And yet, even though the book's climax involves death, it ends on a gentle, forgiving pastoral note. Tamara Drewe might be easy to read but it is a rich, complex work that commands full attention. The argument over whether the graphic novel can compete with the literary novel would, with Tamara Drewe, now seem to be over. A plot which, in hands less skilled than a Nabokov's, might seem trite and hackneyed here comes over as fresh and gripping. And this is because it is composed of drawings, not in spite of the fact. Much of the work takes place inside people's heads, whether as memory or speculation: rather like our own lives. Expressing this can be tortuous with only words; with a cartoon, all you need is a well-placed thought bubble.
The trick is in the words "well-placed" and Simmonds never puts a foot wrong.
Her technique is so subtle it hardly draws attention to itself: it is flexible, graceful and fluid. Not only is she capable of the most telling detail (the Giles cartoon book in the loo, the graffiti on the country bus shelter), she is also a confident artist of the tellingly vague long-shot, where you can only distinguish people by their postures.
She can do beauty Tamara's entrance actually stops the reader's breath and she can do plainness, tenderly conscious of the anxiety a middle-aged woman might feel when confronted by a younger rival.

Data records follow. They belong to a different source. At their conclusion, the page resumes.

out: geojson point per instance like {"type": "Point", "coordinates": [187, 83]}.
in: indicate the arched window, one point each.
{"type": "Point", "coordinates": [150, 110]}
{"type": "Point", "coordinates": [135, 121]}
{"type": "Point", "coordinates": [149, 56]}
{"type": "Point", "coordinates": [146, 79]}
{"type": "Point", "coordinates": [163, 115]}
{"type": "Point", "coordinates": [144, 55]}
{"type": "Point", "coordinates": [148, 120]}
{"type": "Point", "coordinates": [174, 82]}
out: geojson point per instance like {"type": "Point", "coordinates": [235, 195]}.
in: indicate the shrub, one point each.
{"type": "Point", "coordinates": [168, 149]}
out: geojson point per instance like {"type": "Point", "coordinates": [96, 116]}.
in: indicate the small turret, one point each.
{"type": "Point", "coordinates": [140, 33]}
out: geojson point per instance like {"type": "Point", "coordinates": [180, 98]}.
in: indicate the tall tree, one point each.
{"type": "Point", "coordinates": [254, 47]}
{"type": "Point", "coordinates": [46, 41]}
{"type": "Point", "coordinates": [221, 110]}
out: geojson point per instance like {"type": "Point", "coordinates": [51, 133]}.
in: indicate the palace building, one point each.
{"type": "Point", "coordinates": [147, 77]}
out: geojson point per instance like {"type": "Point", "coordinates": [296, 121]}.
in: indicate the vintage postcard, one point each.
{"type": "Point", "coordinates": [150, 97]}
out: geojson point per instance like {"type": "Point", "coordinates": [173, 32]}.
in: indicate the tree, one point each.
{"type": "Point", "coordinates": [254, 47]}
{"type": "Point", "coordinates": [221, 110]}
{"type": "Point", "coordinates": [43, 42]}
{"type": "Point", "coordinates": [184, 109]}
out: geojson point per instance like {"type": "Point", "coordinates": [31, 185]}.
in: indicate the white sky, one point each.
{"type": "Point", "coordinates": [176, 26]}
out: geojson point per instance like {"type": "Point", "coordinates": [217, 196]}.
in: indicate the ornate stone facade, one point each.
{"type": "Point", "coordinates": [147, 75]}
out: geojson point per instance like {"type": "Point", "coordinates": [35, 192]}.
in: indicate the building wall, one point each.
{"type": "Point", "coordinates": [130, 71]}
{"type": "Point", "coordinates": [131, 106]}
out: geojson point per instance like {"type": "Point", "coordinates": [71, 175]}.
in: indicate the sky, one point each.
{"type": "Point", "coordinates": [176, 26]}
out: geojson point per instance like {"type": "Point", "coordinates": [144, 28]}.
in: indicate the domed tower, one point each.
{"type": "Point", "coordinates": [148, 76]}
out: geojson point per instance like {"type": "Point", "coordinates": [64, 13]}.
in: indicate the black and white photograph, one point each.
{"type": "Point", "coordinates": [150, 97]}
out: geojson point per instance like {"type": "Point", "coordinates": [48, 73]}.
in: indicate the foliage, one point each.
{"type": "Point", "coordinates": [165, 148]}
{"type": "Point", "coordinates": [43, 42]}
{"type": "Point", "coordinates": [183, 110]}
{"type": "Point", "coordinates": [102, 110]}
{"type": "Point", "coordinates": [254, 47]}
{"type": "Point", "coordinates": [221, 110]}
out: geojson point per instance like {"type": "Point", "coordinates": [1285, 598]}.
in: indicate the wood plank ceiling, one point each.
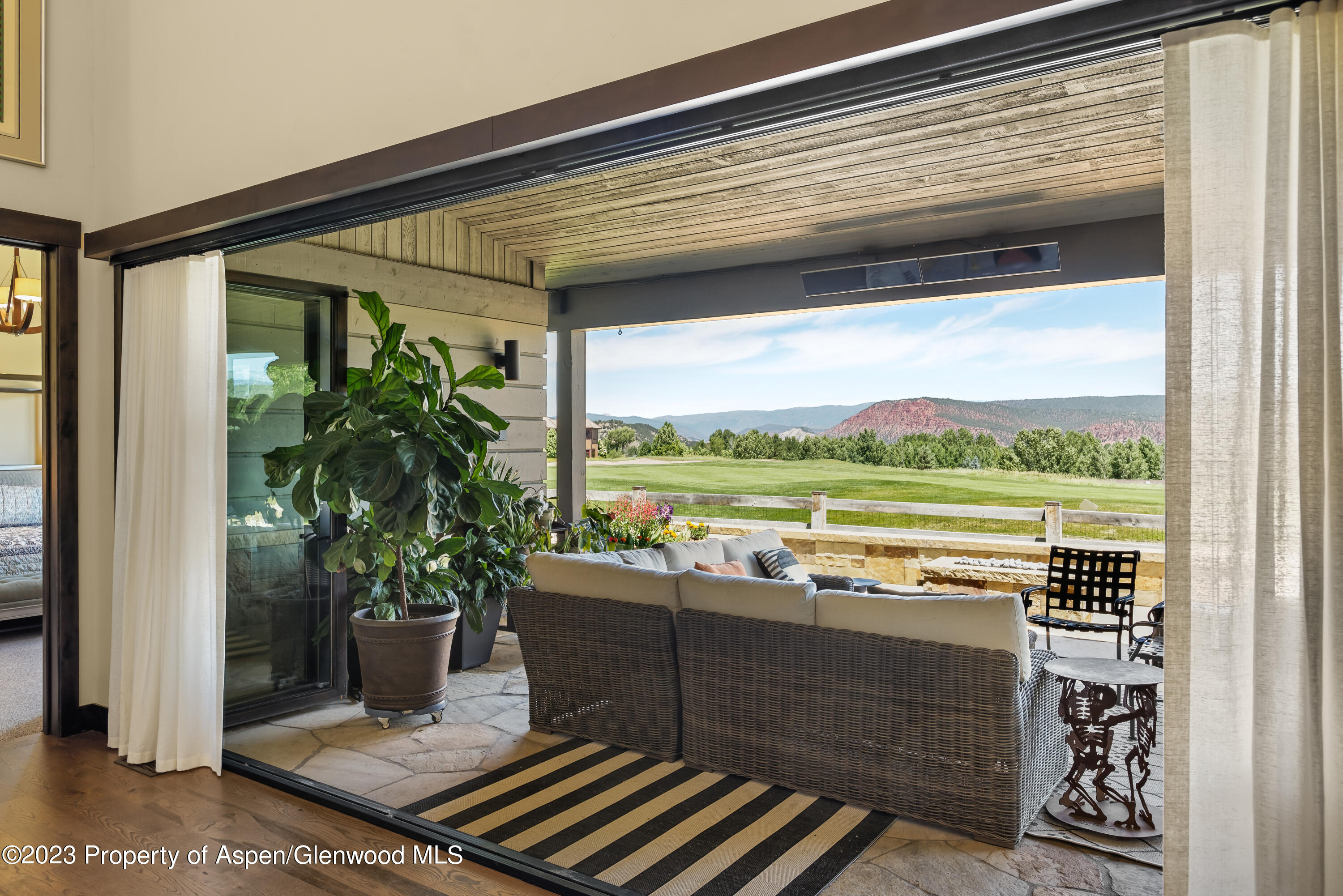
{"type": "Point", "coordinates": [1076, 145]}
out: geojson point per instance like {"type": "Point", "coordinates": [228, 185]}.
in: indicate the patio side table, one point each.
{"type": "Point", "coordinates": [1099, 695]}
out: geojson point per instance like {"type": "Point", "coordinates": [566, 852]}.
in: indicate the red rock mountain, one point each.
{"type": "Point", "coordinates": [1111, 418]}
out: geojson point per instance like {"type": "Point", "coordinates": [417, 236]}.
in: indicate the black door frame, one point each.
{"type": "Point", "coordinates": [336, 525]}
{"type": "Point", "coordinates": [60, 241]}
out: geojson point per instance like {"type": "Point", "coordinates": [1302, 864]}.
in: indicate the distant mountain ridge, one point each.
{"type": "Point", "coordinates": [701, 426]}
{"type": "Point", "coordinates": [1111, 418]}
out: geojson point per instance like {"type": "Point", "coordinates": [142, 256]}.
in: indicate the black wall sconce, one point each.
{"type": "Point", "coordinates": [511, 360]}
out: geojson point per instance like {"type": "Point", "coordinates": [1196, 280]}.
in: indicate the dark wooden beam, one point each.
{"type": "Point", "coordinates": [60, 241]}
{"type": "Point", "coordinates": [853, 34]}
{"type": "Point", "coordinates": [39, 229]}
{"type": "Point", "coordinates": [1100, 252]}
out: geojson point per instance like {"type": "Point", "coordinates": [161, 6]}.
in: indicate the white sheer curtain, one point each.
{"type": "Point", "coordinates": [167, 690]}
{"type": "Point", "coordinates": [1255, 471]}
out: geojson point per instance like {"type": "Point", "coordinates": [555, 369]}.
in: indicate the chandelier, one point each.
{"type": "Point", "coordinates": [22, 296]}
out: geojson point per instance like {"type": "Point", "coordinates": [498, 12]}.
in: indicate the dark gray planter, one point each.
{"type": "Point", "coordinates": [470, 649]}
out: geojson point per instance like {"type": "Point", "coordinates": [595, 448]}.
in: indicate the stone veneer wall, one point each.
{"type": "Point", "coordinates": [900, 559]}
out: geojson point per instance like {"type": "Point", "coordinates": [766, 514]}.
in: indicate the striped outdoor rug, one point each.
{"type": "Point", "coordinates": [657, 827]}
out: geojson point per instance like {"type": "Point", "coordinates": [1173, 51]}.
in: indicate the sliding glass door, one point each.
{"type": "Point", "coordinates": [284, 627]}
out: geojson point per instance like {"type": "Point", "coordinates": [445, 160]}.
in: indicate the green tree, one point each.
{"type": "Point", "coordinates": [869, 448]}
{"type": "Point", "coordinates": [1126, 461]}
{"type": "Point", "coordinates": [1086, 455]}
{"type": "Point", "coordinates": [1154, 459]}
{"type": "Point", "coordinates": [957, 446]}
{"type": "Point", "coordinates": [753, 445]}
{"type": "Point", "coordinates": [667, 442]}
{"type": "Point", "coordinates": [986, 451]}
{"type": "Point", "coordinates": [1043, 451]}
{"type": "Point", "coordinates": [1008, 460]}
{"type": "Point", "coordinates": [720, 442]}
{"type": "Point", "coordinates": [618, 438]}
{"type": "Point", "coordinates": [402, 456]}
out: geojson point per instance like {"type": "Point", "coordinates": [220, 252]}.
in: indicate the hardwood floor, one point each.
{"type": "Point", "coordinates": [70, 792]}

There was once an accusation levelled at Simmonds that she was too cosily middleclass.
Indeed, she can skewer the bourgeoisie's pretensions with a precision only deep intimacy can confer; yet here she is just as acute on the failings of celebrity culture, the skewed economy of rural England or the pressures on single mothers.
In short, Simmonds can do both exteriors and interiors. She knows what goes on in the head of a portly American academic on a sabbatical, and a giddy, bored 15-year-old girl with a crush on a rock star. She gives every character her full, attentive respect.
Which isn't something you can say of many novelists.